Advances in Engineering Methods for Non-Destructive Measurement and Beneficial Redistribution of Residual Stresses

Engineering properties of structures and materials, such as fatigue life, distortions, dimensional stability and corrosion resistance can be considerably affected by presence of residual stresses (RS) [1]. The knowledge of RS and ability to control their distribution is critical in welded structures when evaluating their fatigue life and preventing catastrophic failures. To address the major aspects of residual stresses and their behavior in structural elements, an engineering concept of residual stress management (RSM) has been developed [2] that takes into account all major stages of stress interaction with materials and structures, i.e. RS determination, RS analysis and RS redistribution. Using this approach, stresses in structures can be evaluated in each specific case either theoretically or experimentally and their performance optimized. 

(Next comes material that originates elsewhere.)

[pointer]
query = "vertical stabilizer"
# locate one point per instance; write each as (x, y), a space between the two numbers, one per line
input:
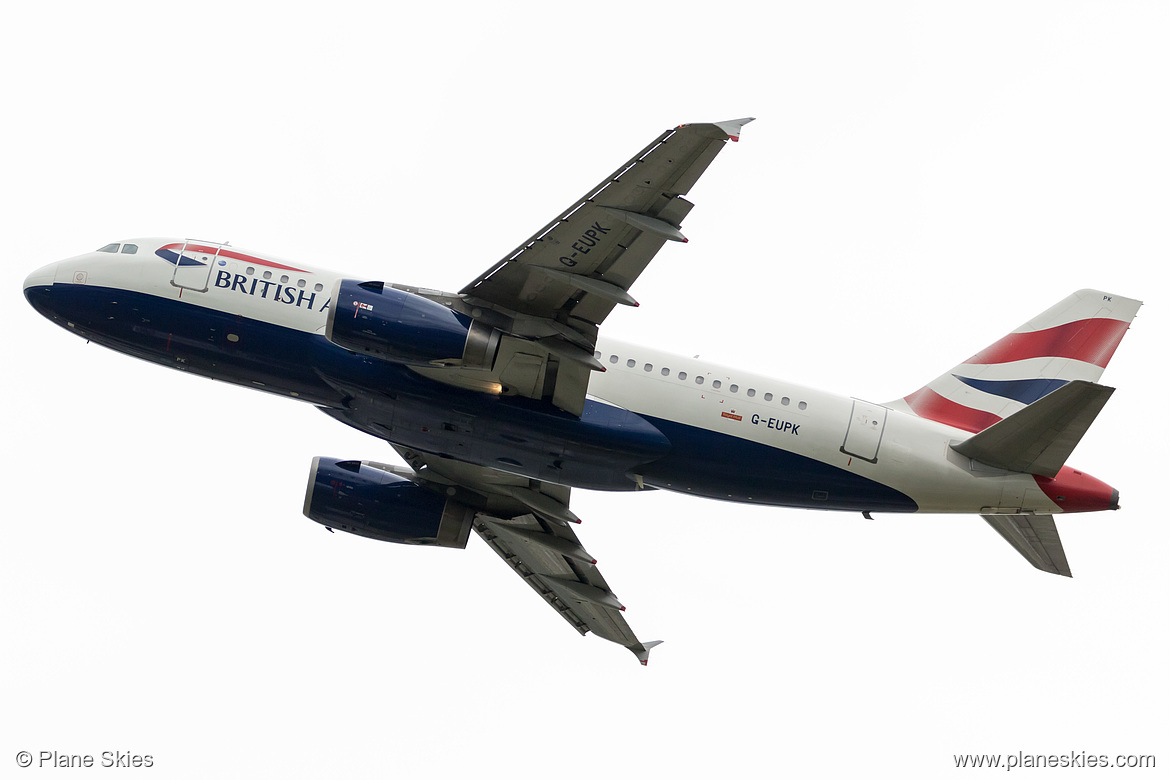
(1072, 340)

This presentation is built as an overview of the application of new RSM tools in the fields of non-destructive measurement of residual and applied stresses and in treatment of structures with residual stresses to achieve better performance and longer fatigue life. It will review and update the audience on arelatively new technique for non-destructive measurements of residual stresses in bulk, surface and subsurface layers of materials using an ultrasonic computerized complex for residual stress measurement. The theoretical background and a number of selected examples of measurements will be discussed. In the follow up sections an update and review of applications of the ultrasonic peening is presented with some theoretical background and examples of application in air and under water that allowed improving the quality of the welds and increasing their fatigue life. The beneficial effects of UP are discussed in terms of relieving of harmful tensile residual stresses and introducing of compressive residual stresses into surface layers of materials, and through decreasing of stress concentration in weld toe zones and enhancement of mechanical properties of the surface layers of the materials.